A pitch-perfect debut and a call to act in the service of Earth through radiant attention. Humankind, at present, has breached floodgates that have only been breached before in ancient stories of angry gods, or so far back on geologic and biological timelines as to seem more past than past. Against this catastrophic backdrop (at the end of consolations, at the high-water mark), and equipped with a periscopic eye and a sublime metaphorical reach, poet Dan MacIsaac has crowded his debut vessel with sloths and gipsy-birds, mummified remains and bumbling explorers, German expressionists and Neolithic cave-painters. MacIsaac knows that in order to render a thing in language, description itself must be open to metamorphosis and transformation; each thing must be seen alongside, overtop of, and underneath everything else that has been seen. With the predominant "I" of so many poetic debuts almost entirely absent, Cries from the Ark is catalogue and cartography of our common mortal - and moral - lot. "These poems are fecund as black dirt, as carnal and joyous. Each piece is an owl pellet, a concentrate of bone and tuft, of bison, auk and Beothuk. Not since Eric Ormsby's Araby have I read a book so empathic and so glossarily rich. Fair warning, I'll be stealing words from you for years." - Sharon McCartney "MacIsaac sings a raven's work, sings the guts from our myths, sings our world with the breath that 'for a century/ of centuries / only the wild grass / remembered.' Present but acquainted with antiquity, MacIsaac's instrument is our own breathing as we say these poems of reverence to ourselves." - Matt Rader
I enjoyed this book of poetry by Dan MacIsaac. I had not read any of his work previously but will look for other works by him. In his short lines of verse, he makes every word count and the images that result are clear and enticing. My favorite poem was the first one "Proverbs from the Ark". The lines, "Never send a raven to do a dove's work" for the opening and "Never send a dove to do a raven's work" at the end resonated with me. I was the lucky winner of this collection of poetry from a giveaway on the 49th Shelf.
The biggest problem with this collection of poems is that it takes itself very seriously, and sometimes this works and sometimes it doesn't. Fortunately, the author did not insist on making the book a bestiary in its entirety, because the same style would have been insufferable.

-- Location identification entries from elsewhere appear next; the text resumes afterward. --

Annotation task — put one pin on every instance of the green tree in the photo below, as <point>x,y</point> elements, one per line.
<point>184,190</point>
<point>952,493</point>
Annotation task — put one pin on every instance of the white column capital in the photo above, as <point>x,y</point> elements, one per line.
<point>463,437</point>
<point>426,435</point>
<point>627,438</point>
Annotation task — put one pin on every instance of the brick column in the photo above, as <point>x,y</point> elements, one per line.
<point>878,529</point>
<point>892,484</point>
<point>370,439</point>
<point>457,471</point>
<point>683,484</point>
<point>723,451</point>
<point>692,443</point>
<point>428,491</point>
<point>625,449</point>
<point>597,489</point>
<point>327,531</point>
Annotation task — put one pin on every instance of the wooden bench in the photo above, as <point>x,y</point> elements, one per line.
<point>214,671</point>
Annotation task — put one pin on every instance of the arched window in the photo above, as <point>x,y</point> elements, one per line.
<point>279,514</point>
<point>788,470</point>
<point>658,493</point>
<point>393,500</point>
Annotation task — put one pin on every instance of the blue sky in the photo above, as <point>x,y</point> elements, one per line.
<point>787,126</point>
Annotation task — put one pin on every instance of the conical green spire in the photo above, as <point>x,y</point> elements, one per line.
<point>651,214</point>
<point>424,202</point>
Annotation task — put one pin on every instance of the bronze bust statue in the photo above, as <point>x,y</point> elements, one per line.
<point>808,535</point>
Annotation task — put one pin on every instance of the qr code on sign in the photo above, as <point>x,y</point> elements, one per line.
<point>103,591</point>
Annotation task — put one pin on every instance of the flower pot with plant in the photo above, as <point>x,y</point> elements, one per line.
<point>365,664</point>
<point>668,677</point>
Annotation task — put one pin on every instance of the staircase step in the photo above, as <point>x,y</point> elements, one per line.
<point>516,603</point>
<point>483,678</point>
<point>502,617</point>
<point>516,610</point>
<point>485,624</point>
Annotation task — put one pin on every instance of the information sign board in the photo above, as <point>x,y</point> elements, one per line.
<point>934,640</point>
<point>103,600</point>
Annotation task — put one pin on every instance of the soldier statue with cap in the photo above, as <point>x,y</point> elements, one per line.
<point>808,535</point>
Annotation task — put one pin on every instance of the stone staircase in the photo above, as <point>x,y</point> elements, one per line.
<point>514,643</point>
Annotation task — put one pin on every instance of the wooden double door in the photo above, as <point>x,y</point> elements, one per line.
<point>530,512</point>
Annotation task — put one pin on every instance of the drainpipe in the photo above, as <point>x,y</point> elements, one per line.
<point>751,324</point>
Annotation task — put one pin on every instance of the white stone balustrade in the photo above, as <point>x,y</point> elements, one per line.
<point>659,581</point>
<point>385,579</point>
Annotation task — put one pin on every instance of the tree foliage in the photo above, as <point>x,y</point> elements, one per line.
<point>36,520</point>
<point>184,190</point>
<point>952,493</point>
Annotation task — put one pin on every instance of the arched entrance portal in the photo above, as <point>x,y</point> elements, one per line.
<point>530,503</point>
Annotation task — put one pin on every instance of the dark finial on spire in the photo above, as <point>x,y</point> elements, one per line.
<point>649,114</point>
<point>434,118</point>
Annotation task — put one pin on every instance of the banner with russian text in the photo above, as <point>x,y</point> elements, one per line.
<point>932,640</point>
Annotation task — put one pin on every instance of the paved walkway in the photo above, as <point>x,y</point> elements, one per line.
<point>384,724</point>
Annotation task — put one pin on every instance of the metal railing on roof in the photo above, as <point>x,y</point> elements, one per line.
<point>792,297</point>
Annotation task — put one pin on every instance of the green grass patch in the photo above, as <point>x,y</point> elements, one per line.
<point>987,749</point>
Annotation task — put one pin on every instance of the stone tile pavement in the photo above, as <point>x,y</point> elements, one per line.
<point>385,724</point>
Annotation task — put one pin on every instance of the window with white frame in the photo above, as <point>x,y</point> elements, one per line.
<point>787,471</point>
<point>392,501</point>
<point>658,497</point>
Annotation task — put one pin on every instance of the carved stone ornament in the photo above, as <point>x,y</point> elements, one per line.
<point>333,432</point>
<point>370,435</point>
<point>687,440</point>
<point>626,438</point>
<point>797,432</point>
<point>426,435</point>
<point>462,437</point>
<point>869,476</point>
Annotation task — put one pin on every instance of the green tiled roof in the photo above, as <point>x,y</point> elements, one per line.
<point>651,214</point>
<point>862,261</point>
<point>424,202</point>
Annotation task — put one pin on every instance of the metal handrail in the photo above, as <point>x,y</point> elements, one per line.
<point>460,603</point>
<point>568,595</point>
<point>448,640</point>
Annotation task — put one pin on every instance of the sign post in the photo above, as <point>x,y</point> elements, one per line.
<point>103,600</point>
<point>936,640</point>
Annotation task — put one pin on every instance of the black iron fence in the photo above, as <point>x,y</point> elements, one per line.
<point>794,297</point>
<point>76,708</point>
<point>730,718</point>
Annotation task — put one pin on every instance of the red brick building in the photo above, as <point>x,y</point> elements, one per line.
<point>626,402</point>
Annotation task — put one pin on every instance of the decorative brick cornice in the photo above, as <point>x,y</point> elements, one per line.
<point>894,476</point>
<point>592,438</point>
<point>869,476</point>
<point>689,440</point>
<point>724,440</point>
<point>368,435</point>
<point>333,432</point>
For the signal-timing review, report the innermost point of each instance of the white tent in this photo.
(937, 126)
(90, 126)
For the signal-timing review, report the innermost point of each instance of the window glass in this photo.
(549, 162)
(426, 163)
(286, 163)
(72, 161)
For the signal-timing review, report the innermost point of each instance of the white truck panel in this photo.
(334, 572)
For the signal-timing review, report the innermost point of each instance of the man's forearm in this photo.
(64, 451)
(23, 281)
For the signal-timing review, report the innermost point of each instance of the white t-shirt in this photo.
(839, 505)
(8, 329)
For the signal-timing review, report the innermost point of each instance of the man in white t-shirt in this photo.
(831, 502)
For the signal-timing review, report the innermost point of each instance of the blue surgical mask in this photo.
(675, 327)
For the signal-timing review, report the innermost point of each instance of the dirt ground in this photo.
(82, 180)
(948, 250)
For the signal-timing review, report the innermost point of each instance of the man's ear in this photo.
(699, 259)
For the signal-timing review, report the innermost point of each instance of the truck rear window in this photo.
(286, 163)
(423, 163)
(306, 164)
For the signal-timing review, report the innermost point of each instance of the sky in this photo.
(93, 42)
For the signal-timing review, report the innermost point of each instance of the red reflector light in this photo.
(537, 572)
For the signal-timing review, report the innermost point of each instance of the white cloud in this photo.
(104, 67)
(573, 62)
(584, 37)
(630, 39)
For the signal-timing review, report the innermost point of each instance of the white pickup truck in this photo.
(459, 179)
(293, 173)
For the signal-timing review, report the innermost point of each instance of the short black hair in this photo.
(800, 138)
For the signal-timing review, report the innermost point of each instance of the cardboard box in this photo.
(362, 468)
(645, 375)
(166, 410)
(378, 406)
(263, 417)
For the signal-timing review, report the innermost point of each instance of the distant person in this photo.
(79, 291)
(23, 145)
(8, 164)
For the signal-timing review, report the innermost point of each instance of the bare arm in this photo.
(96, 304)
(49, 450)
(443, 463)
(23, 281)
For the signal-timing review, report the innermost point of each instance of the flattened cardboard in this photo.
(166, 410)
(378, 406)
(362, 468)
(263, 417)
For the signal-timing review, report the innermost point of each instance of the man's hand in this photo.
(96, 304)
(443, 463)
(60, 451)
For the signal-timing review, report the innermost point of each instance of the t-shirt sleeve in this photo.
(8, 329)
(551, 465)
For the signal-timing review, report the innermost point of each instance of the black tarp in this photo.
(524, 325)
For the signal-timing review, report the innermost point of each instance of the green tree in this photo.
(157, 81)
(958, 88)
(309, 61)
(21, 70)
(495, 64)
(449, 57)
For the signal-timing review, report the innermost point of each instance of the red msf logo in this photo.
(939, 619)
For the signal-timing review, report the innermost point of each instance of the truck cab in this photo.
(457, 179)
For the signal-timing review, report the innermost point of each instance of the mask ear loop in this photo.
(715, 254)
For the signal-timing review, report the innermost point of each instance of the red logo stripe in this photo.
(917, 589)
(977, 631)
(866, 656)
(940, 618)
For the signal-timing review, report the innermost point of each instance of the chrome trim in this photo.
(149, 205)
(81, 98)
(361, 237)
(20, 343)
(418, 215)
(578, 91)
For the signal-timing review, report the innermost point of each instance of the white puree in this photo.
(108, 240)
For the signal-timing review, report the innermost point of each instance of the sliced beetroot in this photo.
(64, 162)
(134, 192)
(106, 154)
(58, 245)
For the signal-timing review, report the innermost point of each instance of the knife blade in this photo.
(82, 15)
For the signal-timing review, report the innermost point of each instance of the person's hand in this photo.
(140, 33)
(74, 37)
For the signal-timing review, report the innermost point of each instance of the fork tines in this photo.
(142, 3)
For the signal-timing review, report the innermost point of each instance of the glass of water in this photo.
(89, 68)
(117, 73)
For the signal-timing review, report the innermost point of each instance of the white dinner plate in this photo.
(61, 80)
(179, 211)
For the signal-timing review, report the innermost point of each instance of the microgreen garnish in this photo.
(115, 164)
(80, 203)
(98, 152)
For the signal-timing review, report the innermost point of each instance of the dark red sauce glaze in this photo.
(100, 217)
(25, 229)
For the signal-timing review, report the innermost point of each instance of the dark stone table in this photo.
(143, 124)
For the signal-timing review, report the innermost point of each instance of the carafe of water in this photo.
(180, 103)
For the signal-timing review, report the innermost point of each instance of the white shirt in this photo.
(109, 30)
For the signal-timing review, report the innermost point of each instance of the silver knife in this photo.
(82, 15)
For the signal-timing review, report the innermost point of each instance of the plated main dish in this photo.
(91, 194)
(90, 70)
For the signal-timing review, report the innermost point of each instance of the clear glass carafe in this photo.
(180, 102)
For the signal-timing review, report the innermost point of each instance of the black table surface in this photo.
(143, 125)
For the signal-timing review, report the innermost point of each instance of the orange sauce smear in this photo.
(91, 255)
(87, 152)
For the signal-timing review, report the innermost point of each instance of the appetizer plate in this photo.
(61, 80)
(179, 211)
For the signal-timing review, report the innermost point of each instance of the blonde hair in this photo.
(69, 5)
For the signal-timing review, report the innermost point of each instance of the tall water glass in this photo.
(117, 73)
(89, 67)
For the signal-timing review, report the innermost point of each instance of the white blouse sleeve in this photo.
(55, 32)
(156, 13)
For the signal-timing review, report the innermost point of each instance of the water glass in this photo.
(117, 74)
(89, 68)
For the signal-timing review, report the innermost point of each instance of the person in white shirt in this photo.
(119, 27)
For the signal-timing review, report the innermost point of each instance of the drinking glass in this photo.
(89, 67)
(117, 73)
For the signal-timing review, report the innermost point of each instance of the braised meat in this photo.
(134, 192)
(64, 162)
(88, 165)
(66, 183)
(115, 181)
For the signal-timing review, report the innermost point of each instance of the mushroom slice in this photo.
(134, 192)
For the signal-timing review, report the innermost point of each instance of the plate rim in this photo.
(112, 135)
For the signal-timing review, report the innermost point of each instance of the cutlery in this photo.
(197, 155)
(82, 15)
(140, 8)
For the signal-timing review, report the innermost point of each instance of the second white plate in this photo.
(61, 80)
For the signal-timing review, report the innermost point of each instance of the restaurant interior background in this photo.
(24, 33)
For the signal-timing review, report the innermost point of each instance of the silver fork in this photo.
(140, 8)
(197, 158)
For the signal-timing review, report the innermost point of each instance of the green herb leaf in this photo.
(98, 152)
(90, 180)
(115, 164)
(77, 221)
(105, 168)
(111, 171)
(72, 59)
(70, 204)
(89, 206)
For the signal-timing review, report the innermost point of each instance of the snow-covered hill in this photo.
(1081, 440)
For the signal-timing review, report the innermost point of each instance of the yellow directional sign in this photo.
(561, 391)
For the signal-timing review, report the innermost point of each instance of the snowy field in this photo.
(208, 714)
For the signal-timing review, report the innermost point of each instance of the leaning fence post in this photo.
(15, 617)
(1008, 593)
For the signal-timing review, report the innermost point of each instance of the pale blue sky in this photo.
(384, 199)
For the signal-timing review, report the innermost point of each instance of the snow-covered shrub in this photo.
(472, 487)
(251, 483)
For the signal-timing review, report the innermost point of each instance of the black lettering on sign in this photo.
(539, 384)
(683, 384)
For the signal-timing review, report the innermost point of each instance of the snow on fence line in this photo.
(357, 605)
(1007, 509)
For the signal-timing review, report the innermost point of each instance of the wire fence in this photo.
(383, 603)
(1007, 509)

On the contrary, the poems that were not about animals were usually the best.
Dan MacIsaac's collection of poetry in "Cries from the Ark" contains both vivid images and reminders to mankind regarding our environment and the various species that inhabit the earth.
Here is one of my favourites from the book:
Sea Star and Mussels:
At the tide's roiling, a sea star clambers over amoured lines, tapping, testing, stiff crinolines. Pentagon, bristling with crowbars, picks a black vice, and pries, seeking sweet, delicate parts shielded by hardened shards. Against the bright intruder's art, the mussel cannot resist--shells, urged and squeezed, crack apart. Dazzling Lucifer's gut everts, injects. It feeds. And sated, after, that arrogant shuirken welds fast to an ironshore boulder."